Sir Jonathan, 45, is probably most revered by the next generation of designers, the 20- and 30-something Silicon Valley entrepreneurs who are starting their own technology companies with his standards of simplicity and beauty in mind.

At the offices of Path, a mobile social networking application built for the iPhone, the conference room is named after Sir Jonathan, whose portrait hangs over the doorway.

“We have insane amounts of respect for him,” says Dave Morin, chief executive of Path and a former Apple employee, who recalls attending a meeting at Apple that Sir Jonathan conducted. An upset employee complained about an aspect of the MacBook laptop that made it difficult for disabled people to use. Sir Jonathan explained that the team had gone to great lengths to design every feature so that a person could operate the machine with one finger, including testing and adjusting the weight of the screen for three months so that it could be opened, with one finger, without tipping the laptop over.

Ultimately, Mr Morin added, “great products come from great partnerships between a designer and an entrepreneur”. Sir Jonathan is known for his meticulous approach and minimalist aesthetic, a hallmark of his main creative influence, Dieter Rams, who designed radios, coffee makers, and other household appliances for the German consumer products maker Braun. But by most accounts his success at Apple stems from his close relationship with Jobs.

“There are two schools of thought on this,” says Mark Rolston, chief creative officer at Frog Design. “One is that he is a transformational designer, someone who’s transcended typical notions of quality and brought something really special to the market. A more complicated read is that he was the right man at the right time.”

Apple hired him in 1992. But his work did not take off until Jobs returned to the company in 1997. The two became close collaborators. Jobs gave Sir Jonathan creative freedom and time to explore designs and invest in resources. He travelled to China and Japan and oversaw the design of the factories that made metals and glass for Apple products. “If I had a spiritual partner at Apple, it’s Jony,” Jobs told his biographer, Walter Isaacson. “He is a wickedly intelligent person in all ways. He understands business concepts, marketing concepts. He picks stuff up just like that, click.”

But to others, Sir Jonathan’s main talent was his ability to manage his relationship with Jobs and even exploit it for his own advancement. “Jony’s a very, very political person,” said an ex-Apple employee. “You do not want to cross him or you lose pretty much everything.”

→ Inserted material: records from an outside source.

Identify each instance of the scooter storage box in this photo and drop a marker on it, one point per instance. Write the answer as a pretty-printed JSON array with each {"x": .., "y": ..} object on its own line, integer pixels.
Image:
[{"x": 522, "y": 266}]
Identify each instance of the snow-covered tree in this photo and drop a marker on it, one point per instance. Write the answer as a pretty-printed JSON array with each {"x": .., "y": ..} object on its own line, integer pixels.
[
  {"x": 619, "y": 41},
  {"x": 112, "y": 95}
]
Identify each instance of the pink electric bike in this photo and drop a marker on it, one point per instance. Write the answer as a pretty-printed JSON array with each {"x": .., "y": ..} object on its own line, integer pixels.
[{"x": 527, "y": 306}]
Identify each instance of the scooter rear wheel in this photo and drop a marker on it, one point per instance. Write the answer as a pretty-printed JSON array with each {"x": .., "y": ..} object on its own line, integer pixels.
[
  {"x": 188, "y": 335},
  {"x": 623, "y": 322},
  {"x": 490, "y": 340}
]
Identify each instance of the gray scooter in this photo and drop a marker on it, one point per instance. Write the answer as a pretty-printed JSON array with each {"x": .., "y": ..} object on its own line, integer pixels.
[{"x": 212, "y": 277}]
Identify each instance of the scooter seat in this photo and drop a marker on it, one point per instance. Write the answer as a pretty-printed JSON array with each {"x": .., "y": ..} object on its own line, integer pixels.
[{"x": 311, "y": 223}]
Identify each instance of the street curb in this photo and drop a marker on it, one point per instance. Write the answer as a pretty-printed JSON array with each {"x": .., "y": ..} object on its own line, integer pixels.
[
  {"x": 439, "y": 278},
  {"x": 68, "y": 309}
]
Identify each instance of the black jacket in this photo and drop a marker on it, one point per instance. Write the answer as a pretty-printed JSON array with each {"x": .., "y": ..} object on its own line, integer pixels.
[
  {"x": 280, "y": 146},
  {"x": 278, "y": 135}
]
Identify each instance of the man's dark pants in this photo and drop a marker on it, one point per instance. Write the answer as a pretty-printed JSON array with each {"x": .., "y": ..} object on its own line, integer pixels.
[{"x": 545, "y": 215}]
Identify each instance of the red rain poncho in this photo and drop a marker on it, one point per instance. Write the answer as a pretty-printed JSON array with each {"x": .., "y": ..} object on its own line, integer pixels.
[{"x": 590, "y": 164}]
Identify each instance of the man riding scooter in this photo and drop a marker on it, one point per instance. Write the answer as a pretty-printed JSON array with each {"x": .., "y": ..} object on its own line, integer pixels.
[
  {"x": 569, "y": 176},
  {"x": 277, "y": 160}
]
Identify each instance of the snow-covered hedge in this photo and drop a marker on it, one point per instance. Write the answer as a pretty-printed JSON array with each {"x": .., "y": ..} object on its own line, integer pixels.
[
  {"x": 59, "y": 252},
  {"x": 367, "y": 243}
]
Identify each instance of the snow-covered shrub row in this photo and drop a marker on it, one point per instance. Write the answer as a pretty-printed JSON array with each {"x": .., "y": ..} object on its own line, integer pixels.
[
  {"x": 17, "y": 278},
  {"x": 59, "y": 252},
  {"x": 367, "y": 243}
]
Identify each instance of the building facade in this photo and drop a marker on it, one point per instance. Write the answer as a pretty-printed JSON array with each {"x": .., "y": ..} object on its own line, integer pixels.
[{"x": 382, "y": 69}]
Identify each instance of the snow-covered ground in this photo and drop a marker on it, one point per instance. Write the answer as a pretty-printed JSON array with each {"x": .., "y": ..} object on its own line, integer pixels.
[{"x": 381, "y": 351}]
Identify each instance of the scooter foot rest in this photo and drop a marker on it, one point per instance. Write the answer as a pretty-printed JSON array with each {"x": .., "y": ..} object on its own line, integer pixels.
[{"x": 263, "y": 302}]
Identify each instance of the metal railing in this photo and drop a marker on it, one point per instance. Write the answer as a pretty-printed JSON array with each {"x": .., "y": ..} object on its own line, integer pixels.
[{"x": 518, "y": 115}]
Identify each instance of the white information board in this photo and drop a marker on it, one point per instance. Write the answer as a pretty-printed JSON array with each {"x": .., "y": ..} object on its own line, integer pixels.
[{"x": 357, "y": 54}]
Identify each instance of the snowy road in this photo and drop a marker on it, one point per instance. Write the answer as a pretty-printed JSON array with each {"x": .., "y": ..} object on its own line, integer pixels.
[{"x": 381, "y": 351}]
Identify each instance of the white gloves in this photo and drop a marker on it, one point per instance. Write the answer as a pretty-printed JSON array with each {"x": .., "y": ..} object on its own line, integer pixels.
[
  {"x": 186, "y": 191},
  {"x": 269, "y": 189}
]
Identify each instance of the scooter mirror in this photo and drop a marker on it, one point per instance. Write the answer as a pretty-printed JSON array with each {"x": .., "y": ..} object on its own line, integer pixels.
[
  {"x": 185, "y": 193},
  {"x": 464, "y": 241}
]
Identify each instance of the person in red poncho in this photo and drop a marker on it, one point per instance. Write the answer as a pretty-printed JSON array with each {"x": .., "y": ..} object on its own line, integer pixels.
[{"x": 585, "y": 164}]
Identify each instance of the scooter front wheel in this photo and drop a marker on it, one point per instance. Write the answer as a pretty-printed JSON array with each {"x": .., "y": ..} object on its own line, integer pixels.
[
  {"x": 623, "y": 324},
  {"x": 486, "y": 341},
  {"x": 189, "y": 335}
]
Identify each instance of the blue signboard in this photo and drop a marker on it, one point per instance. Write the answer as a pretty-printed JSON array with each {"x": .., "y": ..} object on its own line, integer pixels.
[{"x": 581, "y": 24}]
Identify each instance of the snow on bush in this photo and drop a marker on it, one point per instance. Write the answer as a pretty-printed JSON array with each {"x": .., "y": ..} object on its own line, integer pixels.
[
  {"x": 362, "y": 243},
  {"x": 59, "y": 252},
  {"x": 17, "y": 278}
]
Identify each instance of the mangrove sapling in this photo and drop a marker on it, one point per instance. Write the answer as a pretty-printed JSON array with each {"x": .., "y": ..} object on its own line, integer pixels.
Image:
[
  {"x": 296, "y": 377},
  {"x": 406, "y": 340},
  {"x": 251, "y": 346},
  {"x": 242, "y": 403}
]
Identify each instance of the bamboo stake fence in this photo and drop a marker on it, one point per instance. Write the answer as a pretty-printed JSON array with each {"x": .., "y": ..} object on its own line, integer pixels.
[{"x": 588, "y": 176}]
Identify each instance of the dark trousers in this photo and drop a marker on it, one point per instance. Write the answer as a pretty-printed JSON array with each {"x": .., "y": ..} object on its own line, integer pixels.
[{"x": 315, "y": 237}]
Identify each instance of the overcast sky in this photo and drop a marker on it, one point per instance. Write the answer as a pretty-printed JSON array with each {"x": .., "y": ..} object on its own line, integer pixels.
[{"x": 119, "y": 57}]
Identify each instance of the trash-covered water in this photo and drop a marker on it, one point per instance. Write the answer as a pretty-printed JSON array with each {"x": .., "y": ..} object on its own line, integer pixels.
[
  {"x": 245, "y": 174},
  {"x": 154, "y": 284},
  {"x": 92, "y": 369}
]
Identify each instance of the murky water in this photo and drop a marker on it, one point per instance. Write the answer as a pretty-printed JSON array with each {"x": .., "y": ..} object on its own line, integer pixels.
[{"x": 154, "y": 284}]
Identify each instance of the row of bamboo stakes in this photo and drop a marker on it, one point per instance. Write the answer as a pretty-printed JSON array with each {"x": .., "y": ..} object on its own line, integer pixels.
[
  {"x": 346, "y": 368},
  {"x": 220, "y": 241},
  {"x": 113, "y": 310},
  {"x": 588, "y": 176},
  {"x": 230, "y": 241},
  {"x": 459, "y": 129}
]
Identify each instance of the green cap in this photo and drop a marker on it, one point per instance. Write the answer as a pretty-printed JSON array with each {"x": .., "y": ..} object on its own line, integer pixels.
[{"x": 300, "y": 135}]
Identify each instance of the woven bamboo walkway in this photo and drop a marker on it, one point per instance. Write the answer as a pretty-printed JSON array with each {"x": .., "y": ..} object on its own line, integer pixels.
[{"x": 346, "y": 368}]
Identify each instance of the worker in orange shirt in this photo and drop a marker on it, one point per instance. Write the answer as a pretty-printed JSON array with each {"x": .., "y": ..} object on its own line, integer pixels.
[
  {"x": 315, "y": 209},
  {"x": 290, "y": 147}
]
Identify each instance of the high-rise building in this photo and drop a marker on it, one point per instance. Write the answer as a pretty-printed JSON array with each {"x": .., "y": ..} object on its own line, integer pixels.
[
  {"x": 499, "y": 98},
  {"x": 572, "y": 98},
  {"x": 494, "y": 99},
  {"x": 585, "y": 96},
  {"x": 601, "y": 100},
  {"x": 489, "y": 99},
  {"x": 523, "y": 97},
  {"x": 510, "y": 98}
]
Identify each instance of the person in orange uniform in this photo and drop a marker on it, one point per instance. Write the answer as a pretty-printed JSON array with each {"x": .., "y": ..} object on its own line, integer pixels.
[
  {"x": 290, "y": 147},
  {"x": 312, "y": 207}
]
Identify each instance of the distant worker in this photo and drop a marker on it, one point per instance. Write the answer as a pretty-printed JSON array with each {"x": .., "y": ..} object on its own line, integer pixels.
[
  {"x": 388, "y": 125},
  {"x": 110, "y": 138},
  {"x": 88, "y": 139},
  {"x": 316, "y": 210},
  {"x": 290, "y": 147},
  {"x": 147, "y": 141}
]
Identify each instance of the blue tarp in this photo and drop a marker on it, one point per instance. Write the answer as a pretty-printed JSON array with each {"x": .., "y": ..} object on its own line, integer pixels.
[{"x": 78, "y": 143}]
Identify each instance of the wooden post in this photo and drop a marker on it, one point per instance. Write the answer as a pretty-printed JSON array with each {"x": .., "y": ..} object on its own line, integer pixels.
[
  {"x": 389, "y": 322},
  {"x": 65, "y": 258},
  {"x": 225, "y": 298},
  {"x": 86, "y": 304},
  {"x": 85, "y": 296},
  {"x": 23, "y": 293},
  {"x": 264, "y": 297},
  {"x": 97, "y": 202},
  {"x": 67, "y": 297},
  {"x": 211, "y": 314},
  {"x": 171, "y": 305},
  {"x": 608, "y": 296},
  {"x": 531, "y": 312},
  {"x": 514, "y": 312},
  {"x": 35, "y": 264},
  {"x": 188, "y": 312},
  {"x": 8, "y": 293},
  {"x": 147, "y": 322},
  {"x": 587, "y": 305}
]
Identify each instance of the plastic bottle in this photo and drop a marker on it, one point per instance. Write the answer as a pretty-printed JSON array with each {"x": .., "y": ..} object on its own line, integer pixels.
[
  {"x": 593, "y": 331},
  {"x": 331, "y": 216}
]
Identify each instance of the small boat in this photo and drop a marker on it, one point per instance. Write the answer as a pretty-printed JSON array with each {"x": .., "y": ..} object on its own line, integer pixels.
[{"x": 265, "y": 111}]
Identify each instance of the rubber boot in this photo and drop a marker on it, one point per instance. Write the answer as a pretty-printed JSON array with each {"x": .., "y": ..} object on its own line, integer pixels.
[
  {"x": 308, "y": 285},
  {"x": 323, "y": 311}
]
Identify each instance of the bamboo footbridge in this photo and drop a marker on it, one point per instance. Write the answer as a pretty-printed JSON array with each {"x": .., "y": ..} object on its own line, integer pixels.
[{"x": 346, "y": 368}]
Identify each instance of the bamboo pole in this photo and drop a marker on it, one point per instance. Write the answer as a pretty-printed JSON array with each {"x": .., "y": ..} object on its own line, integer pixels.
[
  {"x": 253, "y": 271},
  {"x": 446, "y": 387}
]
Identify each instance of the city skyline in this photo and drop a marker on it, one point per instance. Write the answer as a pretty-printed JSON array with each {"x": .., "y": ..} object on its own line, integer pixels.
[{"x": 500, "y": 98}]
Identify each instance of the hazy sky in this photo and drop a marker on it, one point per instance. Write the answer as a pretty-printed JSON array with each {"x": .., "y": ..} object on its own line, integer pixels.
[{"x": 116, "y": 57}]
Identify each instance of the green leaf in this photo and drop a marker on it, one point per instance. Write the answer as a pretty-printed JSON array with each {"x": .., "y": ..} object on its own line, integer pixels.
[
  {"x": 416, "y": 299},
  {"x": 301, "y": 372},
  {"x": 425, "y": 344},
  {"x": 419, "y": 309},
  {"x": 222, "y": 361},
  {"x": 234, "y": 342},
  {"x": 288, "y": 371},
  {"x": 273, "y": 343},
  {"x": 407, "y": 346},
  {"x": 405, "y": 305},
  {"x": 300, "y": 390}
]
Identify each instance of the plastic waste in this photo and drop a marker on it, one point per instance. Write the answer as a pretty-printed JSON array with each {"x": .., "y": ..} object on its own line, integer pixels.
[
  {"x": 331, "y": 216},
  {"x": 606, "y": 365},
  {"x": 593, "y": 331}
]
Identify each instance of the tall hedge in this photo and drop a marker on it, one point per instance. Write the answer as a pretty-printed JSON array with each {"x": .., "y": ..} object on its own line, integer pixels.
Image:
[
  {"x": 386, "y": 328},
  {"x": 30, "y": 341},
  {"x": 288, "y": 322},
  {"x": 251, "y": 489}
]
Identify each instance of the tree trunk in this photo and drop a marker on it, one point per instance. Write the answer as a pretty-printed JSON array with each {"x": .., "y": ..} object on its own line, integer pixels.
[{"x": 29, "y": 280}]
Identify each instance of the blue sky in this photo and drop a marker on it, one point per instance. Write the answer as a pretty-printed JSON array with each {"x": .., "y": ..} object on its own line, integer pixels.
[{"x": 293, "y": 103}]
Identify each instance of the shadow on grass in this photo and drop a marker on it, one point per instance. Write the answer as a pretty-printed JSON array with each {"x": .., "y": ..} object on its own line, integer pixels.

What remains to be seen is how Sir Jonathan fares without Jobs, under new chief executive Tim Cook, a businessman who until recently, was Sir Jonathan’s peer in Apple’s hierarchy.

Apple has not released a new breakthrough product since the original iPad in April 2010, and the modest updates of the latest iPad drew a mixed response from analysts. Yet Mr Cook hinted that there was more in the pipeline, saying “we are just getting started”.

The reality of the design process, is that it takes a full team to produce stellar products, Mr Rolston says. Yet Britain at least is eager to claim Sir Jonathan’s individual talents: Priya Guha, British consul-general in San Francisco, says he “epitomises the strengths of British design and innovation”. But Britain has had to admire him from afar for most of his career. Born in London, he was always taking things apart as a child. His curiosity about objects developed into an interest in making them. After graduating from Newcastle Polytechnic, he worked briefly for a London consultancy, designing everything from combs to televisions. Apple was among its clients. Soon it lured Sir Jonathan to California. This year marks his 20th anniversary at the company.

In an interview with Stephen Fry in San Francisco, where he lives with his wife and twin sons, he credited American culture for its conduciveness to innovation. “I think there’s a conspicuous lack of cynicism and scepticism,” he said. “Ideas are so fragile aren’t they? It’s so easy to miss an idea because it can be so quiet, or to snuff an idea out. The inquisitiveness and the willingness to try is so important for design, for developing those tentative fragile ideas into a real product.”